Turkish title Dünyayi bir Daha Görmeyeceğim
Translated by Yasemin Çongar
With a Foreword by Philippe Sands
Turkish writer Ahmet Altan was arrested in 2016, in the aftermath of the failed coup attempt against Turkish President Recep Tayyip Erdoğan. He was accused of treason following a brief appearance on television following the coup, and imprisoned. His subsequent short memoir, detailing his time in prison, has echoes of Burhan Sönmez’s ‘Istanbul Istanbul’ (which I reviewed earlier this month), in its depictions of both the brutal reality of Altan’s desperate situation and the way he is able to escape, to some degree, into a reality-adjacent realm:
“Viewed from outside, I was one old, white-bearded Ahmet Husrev Altan lying down in an airless, lightless iron cage.
But this was only the reality of those who locked me up. For myself, I had changed it.
I was the lieutenant happily eating cherries with a gun pointing at his heart. I was Borges telling the mugger to take his life. I was Caesar building walls around Alesia.”
In fact, I would have assumed that Borhan Sönmez had read this work first, and used is as an influence for his novel, were it not for the fact that Altan’s book was published later than the novel, in 2019. Of course, Sönmez has experienced imprisonment as a political prisoner too, so perhaps it is simply that his novel was very successful at recreating an experience that is, unfortunately, widely known among the Turkish literati.
However, I found the writing in this memoir more haunting than the novel (and at the same time very simply expressed), more moving and more evocative. I was driven to keep turning the pages as Altan communicates his reflections and experiences, however disturbing they might sometimes be.
There is a passage where Altan is pacing his cell, waiting for the verdict following a very dubious trial, at which the judges were visibly and audibly disengaged. Horrorstruck, he recalls that at a happily oblivious, earlier time he wrote a novel featuring a character in prison, nervously awaiting the result of his trial:
“Years ago, as I was wandering in that unmarked, enigmatic and hazy territory where literature touches life I had met my own destiny but failed to recognize it; I wrote thinking it belonged to someone else.”

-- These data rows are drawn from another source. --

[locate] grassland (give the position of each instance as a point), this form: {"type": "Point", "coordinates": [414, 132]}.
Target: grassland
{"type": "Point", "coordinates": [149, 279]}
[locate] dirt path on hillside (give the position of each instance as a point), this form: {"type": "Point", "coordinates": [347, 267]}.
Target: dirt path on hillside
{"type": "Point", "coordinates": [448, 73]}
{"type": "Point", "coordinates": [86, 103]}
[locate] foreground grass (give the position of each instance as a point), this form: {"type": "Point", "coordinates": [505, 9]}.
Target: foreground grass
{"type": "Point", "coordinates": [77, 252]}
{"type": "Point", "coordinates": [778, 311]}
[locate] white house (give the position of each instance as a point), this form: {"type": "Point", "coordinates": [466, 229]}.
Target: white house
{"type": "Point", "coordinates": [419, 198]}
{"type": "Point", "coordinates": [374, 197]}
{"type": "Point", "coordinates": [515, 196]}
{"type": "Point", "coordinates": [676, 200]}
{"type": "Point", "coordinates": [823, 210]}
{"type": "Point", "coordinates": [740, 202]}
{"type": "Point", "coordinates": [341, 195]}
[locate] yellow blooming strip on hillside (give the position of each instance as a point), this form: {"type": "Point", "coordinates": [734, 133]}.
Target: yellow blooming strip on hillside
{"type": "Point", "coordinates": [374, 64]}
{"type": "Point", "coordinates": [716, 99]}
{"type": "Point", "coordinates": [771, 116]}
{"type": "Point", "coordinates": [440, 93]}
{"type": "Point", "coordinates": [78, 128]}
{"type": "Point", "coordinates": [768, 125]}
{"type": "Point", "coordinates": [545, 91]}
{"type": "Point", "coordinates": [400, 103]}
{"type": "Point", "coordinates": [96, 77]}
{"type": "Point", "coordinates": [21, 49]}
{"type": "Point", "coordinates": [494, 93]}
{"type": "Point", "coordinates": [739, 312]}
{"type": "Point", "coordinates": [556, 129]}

He is sentenced to life imprisonment, without parole, after being found guilty of being, variously, a ‘religious putschist’ and a ‘Marxist terrorist’, and much of the memoir is written under the belief that he will die in prison.
Unexpectedly, there are some moments of levity or at least a sort of absurdist humour, such as when, locked-up with two devout Muslims (Altan is a non-believer), they are forced to come to some sort of accommodation of each other’s beliefs.
“The middle one was easily offended in matters of religion. Although I knew this, I sometimes couldn’t stop myself from teasing him like a teenager.
Then he would be cross and stop talking to me for precisely three days.
Because Prophet Muhammad said, ‘It is not permissible for a man to forsake his Muslim brother for more than three days…’ he would make peace at the end of the third day.”
However, when this pious man’s daughter, barely out of her teens, is imprisoned for four months, Ahmet prays with him to thank God for her release, in what is a really beautiful brief episode.
In a translator’s note we are told that Yasemin Çongar received the book in dribs and drabs from prison, on handwritten sheets, over a period of several months between November 2017 and May 2018. The resulting memoir was longlisted for the 2019 Baillie Gifford Prize (effectively the Booker prize for non-fiction).
I don’t know that it would be appropriate to say I ‘enjoyed’ this book, but I was certainly absolutely gripped by what is a smoothly translated, compelling and often gorgeously written piece of life writing. And I was delighted to learn that Altan was finally released from prison in April 2021, albeit after years of incarceration.